Answers and Questions

More progress tonight and more questions than answers.

I started looking at the 'object' data structure used in so much of the code. Byte $00 appears to be the state, and $01-$04 appears to be the (16-bit) object X and Y coordinates. The MSB of the coordinates are copied to the sprite registers. Or so I thought...

Turns out that is true only for the player bullets, thus far at least. The player bombs have different coordinate data AFAICT. This doesn't bode well for the other objects, and it may well be that each object type has its own data structure. Sigh.

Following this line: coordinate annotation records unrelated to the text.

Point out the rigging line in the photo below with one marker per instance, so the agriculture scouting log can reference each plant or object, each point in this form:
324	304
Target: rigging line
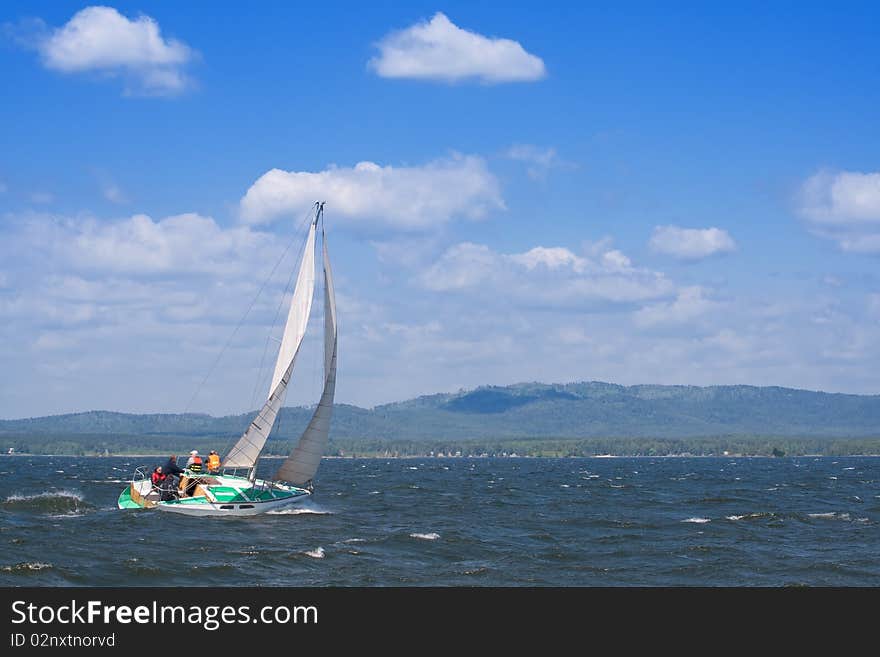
237	327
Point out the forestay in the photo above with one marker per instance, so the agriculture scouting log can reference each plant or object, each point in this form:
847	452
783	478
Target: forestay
246	451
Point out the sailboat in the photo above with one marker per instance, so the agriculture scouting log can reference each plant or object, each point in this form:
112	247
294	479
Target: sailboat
235	490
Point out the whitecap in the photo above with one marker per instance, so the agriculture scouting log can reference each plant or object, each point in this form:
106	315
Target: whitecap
830	515
299	511
29	565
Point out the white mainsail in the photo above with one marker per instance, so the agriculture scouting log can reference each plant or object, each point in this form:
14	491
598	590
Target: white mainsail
301	465
246	451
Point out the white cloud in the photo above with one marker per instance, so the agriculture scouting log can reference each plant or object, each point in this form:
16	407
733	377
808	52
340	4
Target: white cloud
691	243
690	304
843	206
403	197
42	198
103	40
113	193
544	276
141	246
440	50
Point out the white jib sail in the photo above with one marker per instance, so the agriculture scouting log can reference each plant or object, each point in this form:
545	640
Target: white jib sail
246	451
302	464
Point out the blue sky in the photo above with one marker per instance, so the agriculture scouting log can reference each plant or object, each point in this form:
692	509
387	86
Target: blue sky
631	193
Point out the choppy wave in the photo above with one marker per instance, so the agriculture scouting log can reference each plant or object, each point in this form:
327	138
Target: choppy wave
830	515
752	516
299	510
51	502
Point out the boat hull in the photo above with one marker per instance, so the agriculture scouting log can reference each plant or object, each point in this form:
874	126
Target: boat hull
215	496
208	508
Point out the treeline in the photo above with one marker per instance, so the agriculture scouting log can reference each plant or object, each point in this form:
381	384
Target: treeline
100	444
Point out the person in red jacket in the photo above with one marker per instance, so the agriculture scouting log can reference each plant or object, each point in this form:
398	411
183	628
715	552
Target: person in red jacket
158	477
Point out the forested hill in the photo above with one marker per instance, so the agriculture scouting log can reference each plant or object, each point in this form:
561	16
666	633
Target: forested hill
529	410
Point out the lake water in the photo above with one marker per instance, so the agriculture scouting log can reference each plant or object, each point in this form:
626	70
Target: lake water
461	522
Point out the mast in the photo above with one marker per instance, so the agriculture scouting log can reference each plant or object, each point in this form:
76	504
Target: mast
300	467
246	452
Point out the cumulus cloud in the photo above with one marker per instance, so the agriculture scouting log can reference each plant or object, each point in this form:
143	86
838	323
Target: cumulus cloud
408	197
92	303
538	160
141	246
551	276
691	243
843	206
440	50
100	39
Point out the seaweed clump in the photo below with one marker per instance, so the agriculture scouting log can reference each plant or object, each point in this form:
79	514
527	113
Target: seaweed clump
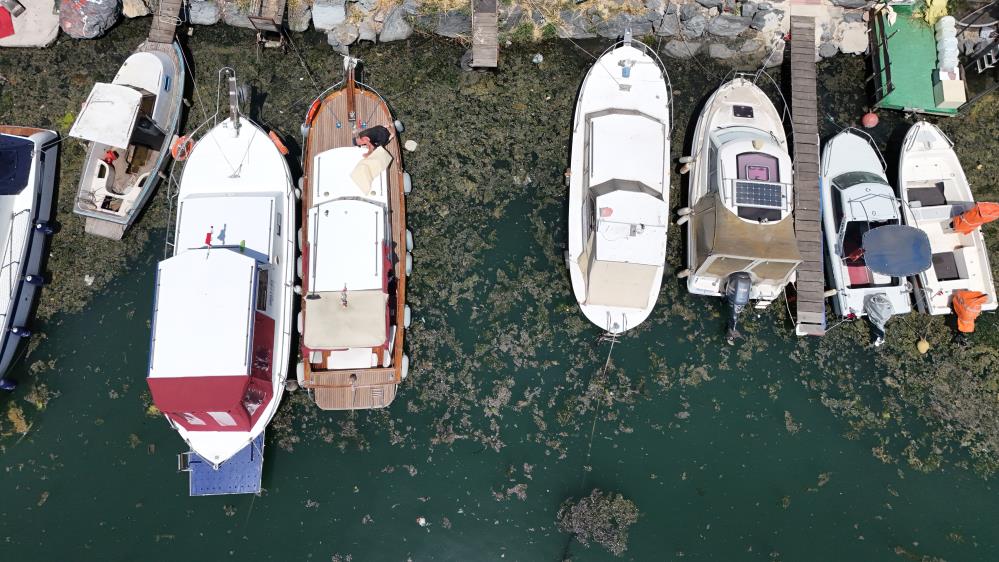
601	517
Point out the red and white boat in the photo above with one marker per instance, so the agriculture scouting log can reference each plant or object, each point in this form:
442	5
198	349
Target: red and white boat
221	333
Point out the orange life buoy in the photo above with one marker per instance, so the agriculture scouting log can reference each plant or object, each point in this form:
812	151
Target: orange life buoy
277	142
313	111
181	148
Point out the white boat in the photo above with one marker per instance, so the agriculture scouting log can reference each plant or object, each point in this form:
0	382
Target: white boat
355	252
222	322
130	125
740	229
619	187
868	250
27	184
935	190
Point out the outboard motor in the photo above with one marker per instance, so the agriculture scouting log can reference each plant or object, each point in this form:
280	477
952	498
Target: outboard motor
737	295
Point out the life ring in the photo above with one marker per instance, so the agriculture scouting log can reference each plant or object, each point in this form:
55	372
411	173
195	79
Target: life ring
277	142
313	111
181	148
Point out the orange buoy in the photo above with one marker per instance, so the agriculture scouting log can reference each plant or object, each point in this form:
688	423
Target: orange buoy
277	142
181	148
313	111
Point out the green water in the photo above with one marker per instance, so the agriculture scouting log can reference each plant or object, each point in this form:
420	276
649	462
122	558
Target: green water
774	449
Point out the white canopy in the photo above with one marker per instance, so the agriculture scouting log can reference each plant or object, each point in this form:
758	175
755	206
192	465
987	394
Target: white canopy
108	116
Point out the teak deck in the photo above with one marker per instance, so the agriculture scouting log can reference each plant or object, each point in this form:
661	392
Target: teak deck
372	387
811	313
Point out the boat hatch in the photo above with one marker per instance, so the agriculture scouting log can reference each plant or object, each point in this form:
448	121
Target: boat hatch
110	114
15	164
241	474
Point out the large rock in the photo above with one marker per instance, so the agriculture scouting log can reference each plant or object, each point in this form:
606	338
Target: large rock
727	25
37	26
87	19
328	14
575	25
136	8
694	27
204	12
681	49
720	51
614	26
395	27
453	23
299	15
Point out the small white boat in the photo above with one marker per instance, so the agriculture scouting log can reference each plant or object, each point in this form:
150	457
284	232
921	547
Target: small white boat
130	124
935	191
222	322
868	250
27	184
619	187
355	252
740	229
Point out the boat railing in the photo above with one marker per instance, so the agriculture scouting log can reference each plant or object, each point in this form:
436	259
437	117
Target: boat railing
9	276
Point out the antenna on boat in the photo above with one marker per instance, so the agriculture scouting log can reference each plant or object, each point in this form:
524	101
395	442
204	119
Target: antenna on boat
233	100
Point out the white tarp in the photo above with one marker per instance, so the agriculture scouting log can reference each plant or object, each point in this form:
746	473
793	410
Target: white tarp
108	116
331	325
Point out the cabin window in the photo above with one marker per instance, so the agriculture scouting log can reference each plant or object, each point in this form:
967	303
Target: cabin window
223	418
262	276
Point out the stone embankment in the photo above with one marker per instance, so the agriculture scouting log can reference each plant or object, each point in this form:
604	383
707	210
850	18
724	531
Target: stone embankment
722	29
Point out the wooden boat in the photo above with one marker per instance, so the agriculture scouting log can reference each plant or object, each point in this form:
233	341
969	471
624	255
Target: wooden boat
130	124
740	230
619	187
222	322
27	185
355	252
935	191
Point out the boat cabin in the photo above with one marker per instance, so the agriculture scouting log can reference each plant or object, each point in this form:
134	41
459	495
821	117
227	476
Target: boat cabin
212	340
349	275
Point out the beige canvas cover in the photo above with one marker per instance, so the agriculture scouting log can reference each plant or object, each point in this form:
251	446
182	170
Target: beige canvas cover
719	232
330	325
369	168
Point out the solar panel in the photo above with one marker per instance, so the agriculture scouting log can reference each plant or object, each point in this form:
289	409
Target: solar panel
758	194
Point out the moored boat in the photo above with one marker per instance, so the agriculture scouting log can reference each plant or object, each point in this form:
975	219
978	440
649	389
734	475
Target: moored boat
740	229
27	185
355	250
129	124
939	202
869	252
619	187
222	320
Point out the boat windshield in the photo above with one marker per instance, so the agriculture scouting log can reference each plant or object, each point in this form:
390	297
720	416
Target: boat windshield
850	179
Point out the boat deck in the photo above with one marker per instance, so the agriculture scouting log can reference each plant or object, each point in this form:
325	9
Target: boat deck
811	313
907	55
334	126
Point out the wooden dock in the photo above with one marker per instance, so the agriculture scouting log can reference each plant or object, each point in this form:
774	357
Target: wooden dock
485	41
811	313
165	21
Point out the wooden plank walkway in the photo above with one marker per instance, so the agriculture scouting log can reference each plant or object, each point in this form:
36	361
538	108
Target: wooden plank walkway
165	21
811	314
485	37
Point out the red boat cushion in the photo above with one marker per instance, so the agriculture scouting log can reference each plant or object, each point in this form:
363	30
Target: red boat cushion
6	23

One interesting discovery... player bullets are rendered as foreground tiles - not sprites! Each bullet can potentially span 6 tiles, so there is a lengthy process of calculating the foreground video RAM address, and a lookup of tile codes just to render a bullet. The bullet object structure stores the address each time it is rendered, so it can be used to wipe the bullet when it is moved/destroyed. Phew!

And it gets even stranger - it doesn't seem to call these routines in attract mode!?!

More to come...

UPDATE: I was curious about the bullet sprite vs tile issue, so I looked a little further into it...

During attract mode, the bullets are rendered as sprites, using hardware sprites 4-7.

During gameplay, the bullets are rendered as foreground layer tiles.

Here's the kicker though, and this threw me for a bit... when you coin up and start a game, and 'READY' is displayed on the screen - all handled by the 'gameplay' state machine, as opposed to the 'attract mode' state machine - the bullets are also rendered as sprites! As soon as 'READY' disappears, it starts using tiles!

What's more, you can fire (white) bullets when 'READY' is displayed, but as soon as it disappears, so do all the on-screen bullets! And any subsequent bullets fired are pink!!!

Why?

I haven't looked further into it, but I have my theory.

Firstly, during attract mode and when 'READY' appears, there are foreground tiles in the gameplay area (VULGUS title and READY text), so any bullets rendered as tiles would obliterate those graphics. In attract mode, the (sprite) bullets run behind the title and text, and even behind the score at the top of the screen. In gameplay mode, (fg tile) bullets disappear before reaching the score.

Secondly, with (only) 24 hardware sprites, I suspect the game designers wanted to make more use of the sprites for enemies and their bullets? Otherwise - why would you do it??? Presumably (I'll deduce this later) the attract mode gameplay screens are explicitly designed to use less sprites than the game uses at its most difficult!?!